Covert monitoring not necessarily breach of Article 8 privacy rights

The Grand Chamber of the European Court of Human Rights has ruled that the use of covertly obtained CCTV footage to dismiss a group of Spanish employees for theft had not infringed Article 8 (the right to a private life) or Article 6 (the right to a fair trial). In reaching this decision it has overturned last year’s judgment from a smaller panel of judges which was in favour of the workers concerned.

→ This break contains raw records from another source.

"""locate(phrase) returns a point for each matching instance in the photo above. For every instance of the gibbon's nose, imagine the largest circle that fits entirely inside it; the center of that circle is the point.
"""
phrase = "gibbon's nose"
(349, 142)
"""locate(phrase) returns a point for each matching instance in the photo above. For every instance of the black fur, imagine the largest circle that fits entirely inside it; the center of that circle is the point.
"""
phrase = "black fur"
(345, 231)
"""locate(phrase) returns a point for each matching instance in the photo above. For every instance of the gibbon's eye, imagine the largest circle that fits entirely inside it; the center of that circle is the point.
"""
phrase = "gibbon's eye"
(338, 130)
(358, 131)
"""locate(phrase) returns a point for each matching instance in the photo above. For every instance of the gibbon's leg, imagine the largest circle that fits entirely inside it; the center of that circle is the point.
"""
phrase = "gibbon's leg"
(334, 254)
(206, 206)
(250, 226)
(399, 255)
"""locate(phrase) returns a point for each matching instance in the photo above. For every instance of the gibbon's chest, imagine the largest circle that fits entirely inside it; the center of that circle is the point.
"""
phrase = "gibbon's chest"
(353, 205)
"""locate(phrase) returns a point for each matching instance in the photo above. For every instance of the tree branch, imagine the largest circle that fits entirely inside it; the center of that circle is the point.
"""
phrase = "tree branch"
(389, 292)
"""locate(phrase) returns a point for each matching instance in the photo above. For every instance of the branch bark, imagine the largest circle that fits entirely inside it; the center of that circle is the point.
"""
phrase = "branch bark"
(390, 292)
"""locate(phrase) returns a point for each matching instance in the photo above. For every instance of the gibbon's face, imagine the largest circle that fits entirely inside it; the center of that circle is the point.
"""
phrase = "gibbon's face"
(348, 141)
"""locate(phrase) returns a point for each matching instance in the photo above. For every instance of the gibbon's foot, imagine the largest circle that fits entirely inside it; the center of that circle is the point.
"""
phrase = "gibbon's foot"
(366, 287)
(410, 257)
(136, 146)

The Grand Chamber had a close look at how the footage had been collected and used. It needed to assess whether its use in unfair dismissal proceedings amounted to a breach of the Spanish State’s obligations to safeguard the Article 8 rights of its citizens. This involved a “proportionality assessment” – in this case striking a balance between the rights of the workers involved to a private life and the legitimate interests of the employer to identify and sanction the workers who were stealing from it.

The Grand Chamber set out a list of factors to consider when making such an assessment, of which the following were particularly significant:

  • Justification for monitoring: it had been triggered by a reasonable suspicion of serious misconduct by a number of employees, following stock discrepancies of up to €20,000 per month
  • Where monitoring took place: it had taken place in the section of the supermarket open to the public, rather than in a private area
  • Extent of monitoring: it had been conducted over a short period, and only individuals under reasonable suspicion of stealing were targeted
  • Procedural safeguards: the employers had not informed the employees in advance of the monitoring, in breach of Spanish data protection legislation; on the other hand, in these circumstances prior notification would have defeated its purpose
  • Use of the footage: circulation of the footage was strictly limited, and was not used for any purpose other than the disciplinary proceedings.

Weighing everything in the balance, the Grand Chamber decided (by a majority of 14:3) that the workers’ article 8 rights had not been infringed. It went on to find (this time unanimously) that there had no breach of Article 6 either. It placed the main emphasis on the overall fairness of the various domestic hearings. The Spanish courts had assessed (and rejected) the workers’ arguments that the evidence had been obtained in breach of Article 8. They had also looked at the totality of the evidence (the employer has also produced doctored till receipts) and noted that, although the footage had been obtained in breach of Spanish data protection law, the workers had been able to view it and had not challenged its authenticity.

How far is this decision relevant to employers in the UK, including private sector employers who are not directly subject to the European Human Rights Convention? Decisions involving other European jurisdictions do not always translate easily to the UK, but the following points can be made:

  • Employment tribunals: this latest guidance from the European Court of Human Rights must be taken into account when assessing the fairness of a dismissal, since they are obliged by the Human Rights Act to read domestic legislation, where possible, compatibly with relevant convention rights
  • Data protection: this case did not address data protection issues head on, simply noting that in the view of the Spanish courts the evidence had been obtained in breach of Spanish data protection law. Unlike in Spain, covert monitoring is allowed in the UK in exceptional circumstances. This latest decision will need to be taken into account when making the required impact assessment before embarking on any covert employee monitoring. Guidance from the Information Commissioner's Office makes it clear that covert monitoring will only be acceptable in rare cases.
  • Admissibility of evidence: the impact of this case is more limited in relation to the admissibility of evidence obtained in breach of Article 8, or data protection legislation. In either case, there appears to be no Human Rights presumption against the inclusion of such evidence: it is merely one factor to weigh in the balance when considering the overall fairness of the hearing. Much the same approach is currently adopted in the UK, whether in the employment tribunal or the ordinary civil courts. However, there is no doubt that the more serious the breach, the less likely the evidence is to be admissible, all other things being equal.
  • Earlier rulings: two years ago the Grand Chamber issued a ruling in a Romanian workplace privacy case that came down on the side of the worker. That case was about workplace monitoring of an instant messaging account, and that time it decided that the employers had infringed the worker’s Article 8 rights. It is helpful to consider these decisions together when assessing whether proposed workplace monitoring is likely to be in breach of workers’ privacy rights.